Oregon governor seeks ethics review of first lady

SALEM, Ore. — Oregon Gov. John Kitzhaber on Monday asked a state commission for a formal opinion on whether his fiancee is subject to state ethics laws and, if so, whether she’s broken them.

The questions the governor’s lawyer submitted to the Oregon Government Ethics Commission follow a Willamette Week report saying that Cylvia Hayes used her role as first lady to advance her consulting business.

Kitzhaber says his office has taken care to make sure that Hayes’ consulting work doesn’t pose a conflict of interest, including proactively reviewing her contracts before she agreed to work. But all three contracts made public by the governor’s office were reviewed only after they went into effect.

One had expired and two were ongoing in summer 2013 when senior officials in the governor’s office proposed restrictions on her work that would keep Hayes from running afoul of ethics laws. Those restrictions were watered down before Hayes ultimately signed them as part of an internal disclosure of a potential conflict of interest.

Hayes said last week that she was paid to marry an immigrant illegally in 1997. Her sham marriage is not mentioned in the request submitted to the ethics commission.

Her contracts have become a political liability for the Democratic governor as he seeks a fourth term. His Republican opponent, state Rep. Dennis Richardson, has argued that Hayes’ outside work is part of a pattern of missteps that show Kitzhaber’s administration is “inept and unethical.”

In a debate on Friday, Kitzhaber rejected Richardson’s request that he appoint a special prosecutor to look into Hayes’ business arrangements.

“The question that remains for all of us is…What else is he hiding?” Richardson said in a statement after Kitzhaber’s request of the ethics commission Monday.
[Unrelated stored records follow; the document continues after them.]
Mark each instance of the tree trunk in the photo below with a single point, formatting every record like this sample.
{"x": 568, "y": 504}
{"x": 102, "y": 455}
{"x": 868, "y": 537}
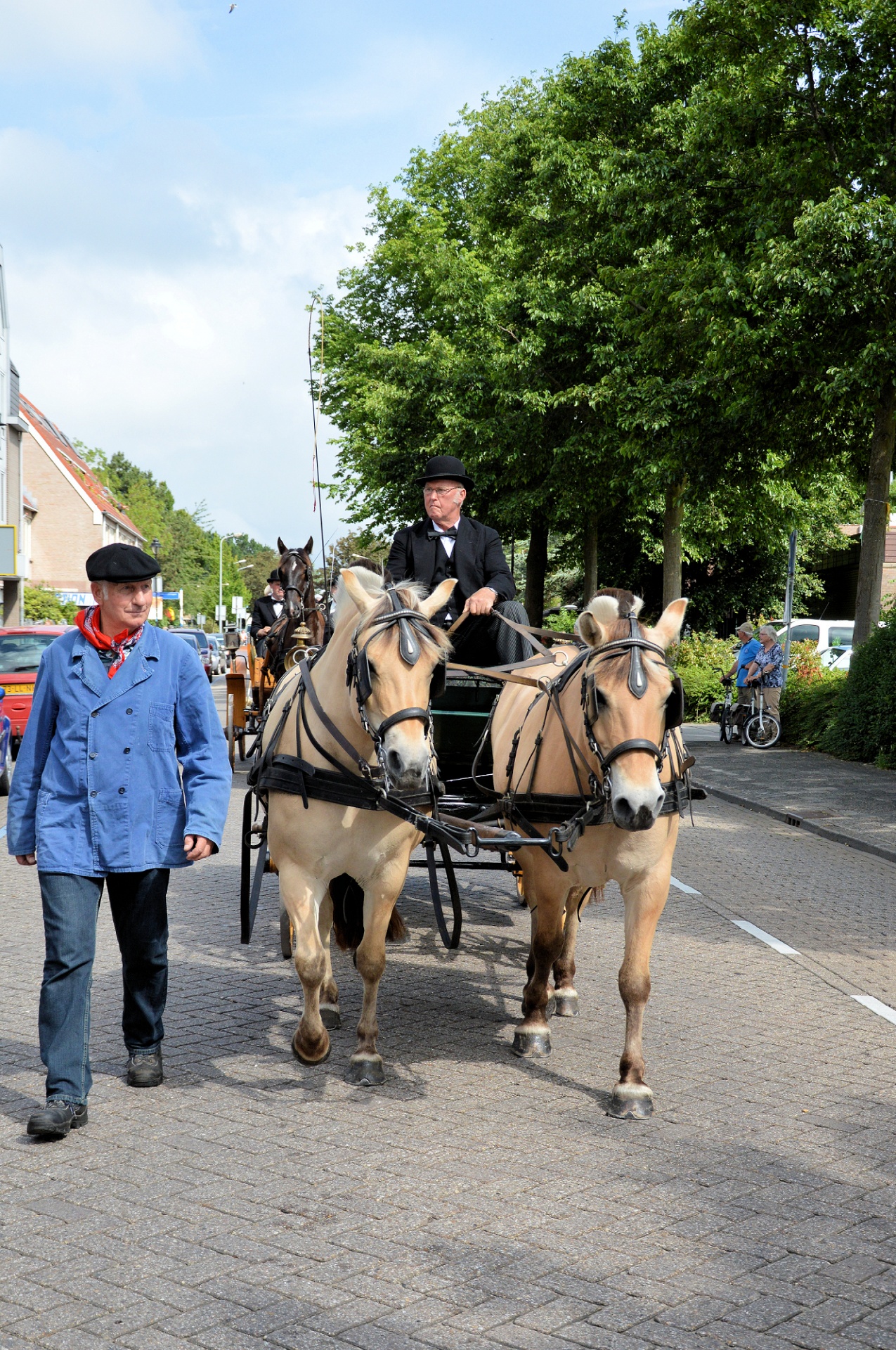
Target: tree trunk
{"x": 673, "y": 543}
{"x": 590, "y": 558}
{"x": 536, "y": 570}
{"x": 876, "y": 516}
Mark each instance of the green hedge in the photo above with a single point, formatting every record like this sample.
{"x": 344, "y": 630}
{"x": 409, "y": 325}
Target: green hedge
{"x": 810, "y": 708}
{"x": 865, "y": 723}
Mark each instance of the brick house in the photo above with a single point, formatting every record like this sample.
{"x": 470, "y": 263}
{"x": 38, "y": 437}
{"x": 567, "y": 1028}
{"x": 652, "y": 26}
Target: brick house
{"x": 73, "y": 513}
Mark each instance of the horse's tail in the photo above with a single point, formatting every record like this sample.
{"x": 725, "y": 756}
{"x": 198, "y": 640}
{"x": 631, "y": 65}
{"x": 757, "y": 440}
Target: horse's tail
{"x": 349, "y": 914}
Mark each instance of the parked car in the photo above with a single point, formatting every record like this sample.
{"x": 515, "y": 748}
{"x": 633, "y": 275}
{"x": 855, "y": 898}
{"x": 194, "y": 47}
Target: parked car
{"x": 219, "y": 655}
{"x": 6, "y": 757}
{"x": 836, "y": 658}
{"x": 824, "y": 632}
{"x": 20, "y": 652}
{"x": 202, "y": 645}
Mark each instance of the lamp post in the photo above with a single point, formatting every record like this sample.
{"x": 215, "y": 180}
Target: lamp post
{"x": 220, "y": 581}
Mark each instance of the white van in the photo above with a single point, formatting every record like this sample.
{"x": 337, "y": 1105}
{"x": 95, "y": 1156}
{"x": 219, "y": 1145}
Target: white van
{"x": 824, "y": 632}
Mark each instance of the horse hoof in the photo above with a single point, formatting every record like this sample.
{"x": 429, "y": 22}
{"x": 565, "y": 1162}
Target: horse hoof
{"x": 567, "y": 1003}
{"x": 311, "y": 1056}
{"x": 532, "y": 1044}
{"x": 630, "y": 1102}
{"x": 366, "y": 1071}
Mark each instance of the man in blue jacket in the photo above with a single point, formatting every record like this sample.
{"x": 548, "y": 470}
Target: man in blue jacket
{"x": 122, "y": 776}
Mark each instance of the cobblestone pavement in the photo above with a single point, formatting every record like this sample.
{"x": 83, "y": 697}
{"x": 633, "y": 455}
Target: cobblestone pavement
{"x": 478, "y": 1200}
{"x": 855, "y": 801}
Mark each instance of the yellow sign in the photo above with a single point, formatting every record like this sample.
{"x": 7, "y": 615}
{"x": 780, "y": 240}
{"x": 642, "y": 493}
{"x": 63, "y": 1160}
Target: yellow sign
{"x": 8, "y": 551}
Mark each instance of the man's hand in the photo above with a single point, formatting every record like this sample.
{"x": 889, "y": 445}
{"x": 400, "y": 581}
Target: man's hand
{"x": 197, "y": 848}
{"x": 481, "y": 601}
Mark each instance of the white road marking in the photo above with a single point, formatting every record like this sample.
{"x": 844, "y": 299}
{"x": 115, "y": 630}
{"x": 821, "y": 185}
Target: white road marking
{"x": 680, "y": 886}
{"x": 765, "y": 937}
{"x": 876, "y": 1006}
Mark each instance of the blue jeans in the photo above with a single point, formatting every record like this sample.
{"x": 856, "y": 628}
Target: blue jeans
{"x": 139, "y": 913}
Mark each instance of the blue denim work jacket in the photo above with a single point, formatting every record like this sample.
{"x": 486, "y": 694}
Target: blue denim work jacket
{"x": 114, "y": 773}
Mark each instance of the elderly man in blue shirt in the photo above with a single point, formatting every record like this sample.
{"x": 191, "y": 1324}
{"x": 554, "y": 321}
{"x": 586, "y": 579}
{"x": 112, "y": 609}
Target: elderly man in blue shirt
{"x": 122, "y": 776}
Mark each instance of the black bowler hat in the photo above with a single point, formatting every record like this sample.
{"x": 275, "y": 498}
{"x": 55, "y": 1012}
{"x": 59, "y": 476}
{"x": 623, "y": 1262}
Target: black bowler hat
{"x": 120, "y": 563}
{"x": 444, "y": 466}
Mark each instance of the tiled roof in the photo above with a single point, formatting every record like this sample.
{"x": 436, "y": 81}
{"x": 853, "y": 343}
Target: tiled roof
{"x": 79, "y": 468}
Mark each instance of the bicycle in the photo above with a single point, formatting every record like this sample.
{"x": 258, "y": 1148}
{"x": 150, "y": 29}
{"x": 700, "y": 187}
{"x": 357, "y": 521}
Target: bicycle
{"x": 761, "y": 729}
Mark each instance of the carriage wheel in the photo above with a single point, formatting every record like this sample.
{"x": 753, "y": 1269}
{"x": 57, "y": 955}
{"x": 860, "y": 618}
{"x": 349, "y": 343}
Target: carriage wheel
{"x": 287, "y": 934}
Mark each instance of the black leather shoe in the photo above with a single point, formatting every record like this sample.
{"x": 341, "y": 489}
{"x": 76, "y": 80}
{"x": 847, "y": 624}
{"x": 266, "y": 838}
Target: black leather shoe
{"x": 145, "y": 1071}
{"x": 54, "y": 1119}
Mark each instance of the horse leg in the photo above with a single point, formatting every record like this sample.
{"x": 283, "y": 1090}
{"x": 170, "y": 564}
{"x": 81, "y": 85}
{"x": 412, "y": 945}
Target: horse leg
{"x": 644, "y": 902}
{"x": 301, "y": 899}
{"x": 330, "y": 1014}
{"x": 366, "y": 1064}
{"x": 564, "y": 968}
{"x": 532, "y": 1036}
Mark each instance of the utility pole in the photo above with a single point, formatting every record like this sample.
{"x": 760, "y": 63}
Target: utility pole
{"x": 788, "y": 601}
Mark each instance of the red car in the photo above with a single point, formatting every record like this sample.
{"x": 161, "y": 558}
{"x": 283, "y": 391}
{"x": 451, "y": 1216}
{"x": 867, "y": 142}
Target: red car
{"x": 20, "y": 652}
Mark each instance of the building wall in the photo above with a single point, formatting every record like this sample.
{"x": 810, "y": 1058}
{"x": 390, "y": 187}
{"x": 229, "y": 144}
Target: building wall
{"x": 64, "y": 531}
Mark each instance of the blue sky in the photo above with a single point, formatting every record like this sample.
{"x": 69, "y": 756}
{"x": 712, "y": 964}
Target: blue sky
{"x": 176, "y": 179}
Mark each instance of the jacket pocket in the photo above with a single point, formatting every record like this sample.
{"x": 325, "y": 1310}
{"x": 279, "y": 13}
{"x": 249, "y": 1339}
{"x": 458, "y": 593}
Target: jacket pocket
{"x": 170, "y": 820}
{"x": 161, "y": 735}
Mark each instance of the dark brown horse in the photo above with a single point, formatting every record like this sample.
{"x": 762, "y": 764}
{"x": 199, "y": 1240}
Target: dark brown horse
{"x": 297, "y": 578}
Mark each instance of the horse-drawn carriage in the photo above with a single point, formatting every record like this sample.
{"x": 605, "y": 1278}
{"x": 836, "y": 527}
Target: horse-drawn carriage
{"x": 590, "y": 778}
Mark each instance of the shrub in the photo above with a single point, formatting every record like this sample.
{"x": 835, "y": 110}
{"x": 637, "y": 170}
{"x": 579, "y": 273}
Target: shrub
{"x": 699, "y": 659}
{"x": 809, "y": 705}
{"x": 865, "y": 724}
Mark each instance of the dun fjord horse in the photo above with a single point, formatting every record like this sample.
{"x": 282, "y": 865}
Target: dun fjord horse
{"x": 342, "y": 867}
{"x": 297, "y": 578}
{"x": 610, "y": 704}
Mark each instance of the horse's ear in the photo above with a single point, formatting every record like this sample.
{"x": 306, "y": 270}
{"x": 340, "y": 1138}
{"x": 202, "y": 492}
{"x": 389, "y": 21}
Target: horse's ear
{"x": 589, "y": 629}
{"x": 362, "y": 598}
{"x": 670, "y": 625}
{"x": 439, "y": 597}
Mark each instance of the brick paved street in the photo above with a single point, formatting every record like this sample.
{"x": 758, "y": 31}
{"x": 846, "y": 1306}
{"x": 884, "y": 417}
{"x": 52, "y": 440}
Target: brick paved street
{"x": 478, "y": 1200}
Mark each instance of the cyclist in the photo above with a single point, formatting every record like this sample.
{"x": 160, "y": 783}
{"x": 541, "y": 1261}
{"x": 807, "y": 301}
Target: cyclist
{"x": 768, "y": 670}
{"x": 748, "y": 652}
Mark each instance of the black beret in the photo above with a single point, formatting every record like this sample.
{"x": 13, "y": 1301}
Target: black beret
{"x": 120, "y": 563}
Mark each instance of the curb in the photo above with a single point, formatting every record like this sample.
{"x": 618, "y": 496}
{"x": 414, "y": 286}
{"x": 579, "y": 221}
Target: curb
{"x": 798, "y": 823}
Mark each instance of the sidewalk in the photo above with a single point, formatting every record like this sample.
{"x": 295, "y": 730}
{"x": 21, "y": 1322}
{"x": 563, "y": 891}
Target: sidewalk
{"x": 848, "y": 804}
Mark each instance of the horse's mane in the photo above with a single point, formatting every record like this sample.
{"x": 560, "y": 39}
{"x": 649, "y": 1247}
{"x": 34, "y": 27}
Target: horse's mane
{"x": 374, "y": 582}
{"x": 608, "y": 608}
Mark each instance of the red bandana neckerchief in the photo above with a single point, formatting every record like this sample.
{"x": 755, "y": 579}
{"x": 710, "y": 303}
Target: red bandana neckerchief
{"x": 120, "y": 644}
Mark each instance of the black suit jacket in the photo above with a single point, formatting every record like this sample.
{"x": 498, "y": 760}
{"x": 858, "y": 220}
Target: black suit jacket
{"x": 262, "y": 615}
{"x": 478, "y": 558}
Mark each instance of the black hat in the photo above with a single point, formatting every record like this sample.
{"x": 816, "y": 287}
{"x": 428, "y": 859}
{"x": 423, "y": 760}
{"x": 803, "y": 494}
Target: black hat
{"x": 444, "y": 466}
{"x": 120, "y": 563}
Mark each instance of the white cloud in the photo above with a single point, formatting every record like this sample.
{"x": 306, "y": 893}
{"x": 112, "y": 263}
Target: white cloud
{"x": 105, "y": 35}
{"x": 196, "y": 371}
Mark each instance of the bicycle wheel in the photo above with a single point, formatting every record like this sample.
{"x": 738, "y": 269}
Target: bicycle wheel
{"x": 762, "y": 731}
{"x": 725, "y": 726}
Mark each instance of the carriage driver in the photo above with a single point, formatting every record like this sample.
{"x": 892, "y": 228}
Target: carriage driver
{"x": 444, "y": 543}
{"x": 122, "y": 776}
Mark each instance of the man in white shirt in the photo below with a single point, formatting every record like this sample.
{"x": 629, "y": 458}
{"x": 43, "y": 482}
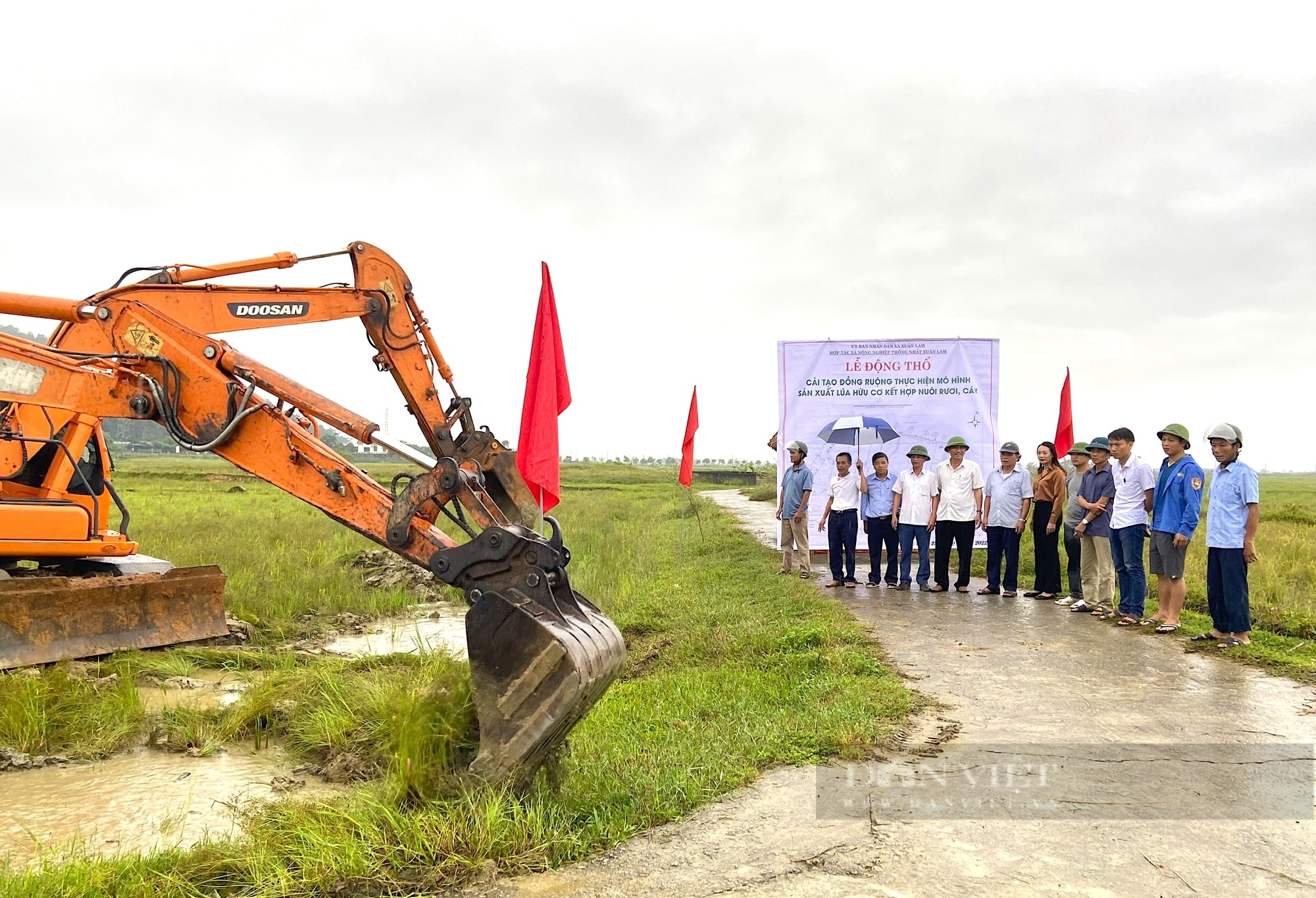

Liani Reeves, the chief lawyer for the governor’s office, wrote that Hayes has been treated as a public official subject to the same ethics laws that apply to the governor and other senior officials on his staff. If the commission determines Hayes is not a public official, she is not subject to government ethics laws and the commission has no authority to sanction her.

The seven-member ethics commission enforces laws that prohibit public officials from using their office to enrich themselves.

A decision before the election is unlikely. The commission can take up to 120 days to respond, and there are no scheduled meetings before the Nov. 4 election.

Before Kitzhaber was elected governor, Hayes ran a consulting business, 3E Strategies, that worked on renewable energy issues. As first lady, she’s taken a public and active role, advising the governor on energy policy while advocating programs that reduce hunger and poverty. She’s uncompensated and has continued her outside consulting.

The governor’s office has released copies of three contracts from 2013 worth nearly $86,000, along with draft and final conflict disclosure forms. The drafts, dated in July 2013, suggest Hayes couldn’t use her first lady title in her consulting work or any state facilities, including Mahonia Hall, the governor’s official residence.

But the final versions of the documents include exceptions, allowing Hayes to call herself first lady in “a biographical profile” and use Mahonia Hall for meetings on contracts already obtained.

Rachel Wray, a spokeswoman for Kitzhaber’s office, said the documents were changed after Hayes “asked for clarification.”